Readers will react with shock and dismissal, she knows. Women can’t even vote; how can one become president? “I am well aware that in assuming this position I shall evoke more ridicule than enthusiasm at the outset,” she says. But the wheel of politics and social expectation is turning rapidly. “This is an epoch of sudden changes and startling surprises. What may appear absurd today will assume a serious aspect tomorrow.” The Civil War destroyed the old order; Reconstruction is erecting a new one in its place. “The blacks were cattle in 1860; a negro now sits in Jeff Davis’s seat in the United States Senate. The sentiment of the country was, even in 1863, against negro suffrage; now the negro’s right to vote is acknowledged by the Constitution of the United States. Let those, therefore, who ridiculed the negro’s claim to exercise the right to ‘life, liberty and the pursuit of happiness,’ and who lived to see him vote and hold high public office, ridicule the aspirations of the women of the country for complete political equality as much as they please. They cannot roll back the rising tide of reform. The world moves.”
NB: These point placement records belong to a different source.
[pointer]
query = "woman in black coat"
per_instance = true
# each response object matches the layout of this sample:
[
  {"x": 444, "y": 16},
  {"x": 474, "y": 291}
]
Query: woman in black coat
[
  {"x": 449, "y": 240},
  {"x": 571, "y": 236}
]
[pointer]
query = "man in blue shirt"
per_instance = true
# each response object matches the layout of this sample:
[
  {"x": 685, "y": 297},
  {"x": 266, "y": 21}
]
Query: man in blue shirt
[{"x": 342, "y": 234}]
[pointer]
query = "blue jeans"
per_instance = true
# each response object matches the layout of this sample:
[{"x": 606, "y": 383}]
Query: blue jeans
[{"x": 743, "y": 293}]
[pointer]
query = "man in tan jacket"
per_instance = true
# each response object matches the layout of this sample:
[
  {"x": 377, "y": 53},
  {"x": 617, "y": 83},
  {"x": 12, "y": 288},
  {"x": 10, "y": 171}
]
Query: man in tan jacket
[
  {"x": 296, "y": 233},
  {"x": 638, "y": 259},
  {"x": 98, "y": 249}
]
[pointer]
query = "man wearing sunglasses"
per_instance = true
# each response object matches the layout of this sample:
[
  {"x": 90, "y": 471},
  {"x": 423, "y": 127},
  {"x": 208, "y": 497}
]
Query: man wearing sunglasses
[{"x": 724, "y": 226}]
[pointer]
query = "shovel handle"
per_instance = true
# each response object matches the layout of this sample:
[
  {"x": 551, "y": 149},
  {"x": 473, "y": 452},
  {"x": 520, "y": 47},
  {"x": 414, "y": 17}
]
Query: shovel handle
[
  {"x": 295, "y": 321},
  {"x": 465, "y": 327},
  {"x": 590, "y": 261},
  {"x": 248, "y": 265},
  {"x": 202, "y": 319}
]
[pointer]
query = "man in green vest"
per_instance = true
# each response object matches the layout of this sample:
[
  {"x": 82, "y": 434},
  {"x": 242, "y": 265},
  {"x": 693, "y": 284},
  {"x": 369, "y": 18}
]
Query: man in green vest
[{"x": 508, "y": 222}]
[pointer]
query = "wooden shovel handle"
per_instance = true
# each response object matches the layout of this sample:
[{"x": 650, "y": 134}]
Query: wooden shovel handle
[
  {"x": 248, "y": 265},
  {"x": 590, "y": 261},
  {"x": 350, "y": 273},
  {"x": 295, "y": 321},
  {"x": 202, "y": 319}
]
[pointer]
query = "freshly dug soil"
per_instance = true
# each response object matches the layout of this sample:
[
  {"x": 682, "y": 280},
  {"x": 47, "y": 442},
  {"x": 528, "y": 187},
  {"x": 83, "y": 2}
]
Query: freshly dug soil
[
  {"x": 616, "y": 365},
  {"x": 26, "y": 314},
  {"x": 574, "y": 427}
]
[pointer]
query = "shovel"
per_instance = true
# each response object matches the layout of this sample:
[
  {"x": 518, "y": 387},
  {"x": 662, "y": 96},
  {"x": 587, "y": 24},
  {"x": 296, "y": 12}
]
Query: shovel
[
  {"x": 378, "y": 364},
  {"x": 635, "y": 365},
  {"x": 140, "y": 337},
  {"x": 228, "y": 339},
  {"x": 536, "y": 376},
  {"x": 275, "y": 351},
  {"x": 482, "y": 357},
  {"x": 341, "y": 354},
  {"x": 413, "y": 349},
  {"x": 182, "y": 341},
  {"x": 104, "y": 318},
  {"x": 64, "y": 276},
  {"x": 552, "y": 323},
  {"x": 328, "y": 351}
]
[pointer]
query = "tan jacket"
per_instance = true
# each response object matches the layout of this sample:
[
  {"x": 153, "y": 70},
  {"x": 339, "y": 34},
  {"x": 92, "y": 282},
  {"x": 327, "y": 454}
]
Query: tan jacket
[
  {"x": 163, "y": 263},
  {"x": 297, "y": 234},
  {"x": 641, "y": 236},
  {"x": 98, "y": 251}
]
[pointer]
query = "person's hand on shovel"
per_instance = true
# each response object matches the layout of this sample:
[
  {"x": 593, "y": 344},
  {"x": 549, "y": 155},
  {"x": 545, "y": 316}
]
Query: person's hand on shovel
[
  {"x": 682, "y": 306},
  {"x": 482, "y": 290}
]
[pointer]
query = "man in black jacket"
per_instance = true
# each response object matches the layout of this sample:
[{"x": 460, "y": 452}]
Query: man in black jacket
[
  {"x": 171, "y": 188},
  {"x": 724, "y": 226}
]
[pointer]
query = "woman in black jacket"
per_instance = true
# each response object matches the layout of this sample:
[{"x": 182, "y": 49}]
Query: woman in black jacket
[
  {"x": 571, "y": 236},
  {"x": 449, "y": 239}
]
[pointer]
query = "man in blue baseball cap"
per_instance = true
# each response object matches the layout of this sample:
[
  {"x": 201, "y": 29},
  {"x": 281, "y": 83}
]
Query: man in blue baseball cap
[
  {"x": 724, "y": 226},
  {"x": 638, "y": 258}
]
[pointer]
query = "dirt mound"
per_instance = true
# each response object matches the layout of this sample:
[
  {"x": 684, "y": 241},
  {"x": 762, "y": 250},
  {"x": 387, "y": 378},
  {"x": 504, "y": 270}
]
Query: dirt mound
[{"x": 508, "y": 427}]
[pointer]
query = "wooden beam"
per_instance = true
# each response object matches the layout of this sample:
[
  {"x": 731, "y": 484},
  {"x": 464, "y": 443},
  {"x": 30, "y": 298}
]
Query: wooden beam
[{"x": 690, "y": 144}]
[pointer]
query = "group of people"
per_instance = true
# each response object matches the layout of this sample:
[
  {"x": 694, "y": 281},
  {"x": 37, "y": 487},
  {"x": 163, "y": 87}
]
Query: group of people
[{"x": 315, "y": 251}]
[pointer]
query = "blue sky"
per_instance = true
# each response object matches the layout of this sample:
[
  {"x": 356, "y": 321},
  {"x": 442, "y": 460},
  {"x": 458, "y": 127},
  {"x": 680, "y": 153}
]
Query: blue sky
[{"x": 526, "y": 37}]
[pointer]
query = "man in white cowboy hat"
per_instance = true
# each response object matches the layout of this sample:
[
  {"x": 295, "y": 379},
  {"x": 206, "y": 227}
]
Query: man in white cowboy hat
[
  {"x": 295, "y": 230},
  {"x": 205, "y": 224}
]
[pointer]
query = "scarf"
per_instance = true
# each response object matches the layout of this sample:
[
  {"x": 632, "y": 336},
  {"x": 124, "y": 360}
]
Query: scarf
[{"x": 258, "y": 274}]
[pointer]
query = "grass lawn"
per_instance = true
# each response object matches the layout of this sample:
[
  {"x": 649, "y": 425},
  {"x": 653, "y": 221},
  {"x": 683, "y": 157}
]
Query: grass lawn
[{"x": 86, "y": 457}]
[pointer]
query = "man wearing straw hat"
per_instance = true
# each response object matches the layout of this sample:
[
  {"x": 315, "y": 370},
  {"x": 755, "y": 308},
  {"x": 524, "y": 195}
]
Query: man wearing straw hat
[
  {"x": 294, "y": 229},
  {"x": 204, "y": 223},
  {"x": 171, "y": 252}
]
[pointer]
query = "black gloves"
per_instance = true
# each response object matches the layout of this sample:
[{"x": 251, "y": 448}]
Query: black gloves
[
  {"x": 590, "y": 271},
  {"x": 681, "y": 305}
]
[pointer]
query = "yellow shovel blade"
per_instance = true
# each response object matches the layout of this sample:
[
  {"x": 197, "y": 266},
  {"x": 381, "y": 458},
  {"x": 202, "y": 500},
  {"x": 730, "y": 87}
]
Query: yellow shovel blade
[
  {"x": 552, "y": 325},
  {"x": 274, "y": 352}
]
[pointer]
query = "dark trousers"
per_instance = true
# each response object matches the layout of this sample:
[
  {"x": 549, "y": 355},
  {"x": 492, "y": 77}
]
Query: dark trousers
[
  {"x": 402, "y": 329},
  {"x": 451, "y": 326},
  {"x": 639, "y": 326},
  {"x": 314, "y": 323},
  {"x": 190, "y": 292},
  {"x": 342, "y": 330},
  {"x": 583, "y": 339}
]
But it doesn’t move fast enough for Victoria. She has hoped to strike sparks with the announcement of her candidacy, but the city, let alone the country, hardly notices. James Bennett is pleased for the fillip her column furnishes to the circulation of the Herald, but his paper gives her political ambitions the back of its editorial hand. “Mrs. Woodhull offers herself in apparent good faith as a candidate, and perhaps has a remote impression, or rather hope, that she may be elected, but it seems that she is rather in advance of her time,” it says. “The public mind is not yet educated to the pitch of universal human rights.”
Her announcement is premature in another regard. Victoria is thirty-two years old, and will be barely thirty-four at the next election for president, in 1872. If she is by some chance elected, on inauguration day she will still lack six months of the thirty-five years required by the Constitution.
Victoria knows this. Her candidacy is a political statement, a challenge not to the other contenders for the White House but to the system that bars women from participation in self-government. Wyoming Territory has just granted women the vote, but elsewhere in America they remained unenfranchised (or disenfranchised: women occasionally voted in the American colonies and afterward briefly in a few states). The inability of women to vote doesn’t per se prevent women from running for office or being elected; the Constitution is silent on the sex of federal officeholders. But the bar against women at the polls reveals the general belief, shared by many women as well as most men, that women don’t belong in politics.
This is not news to Victoria, who has prepared a response no less startling than her announcement of her presidential candidacy. But she will reveal it on her own terms.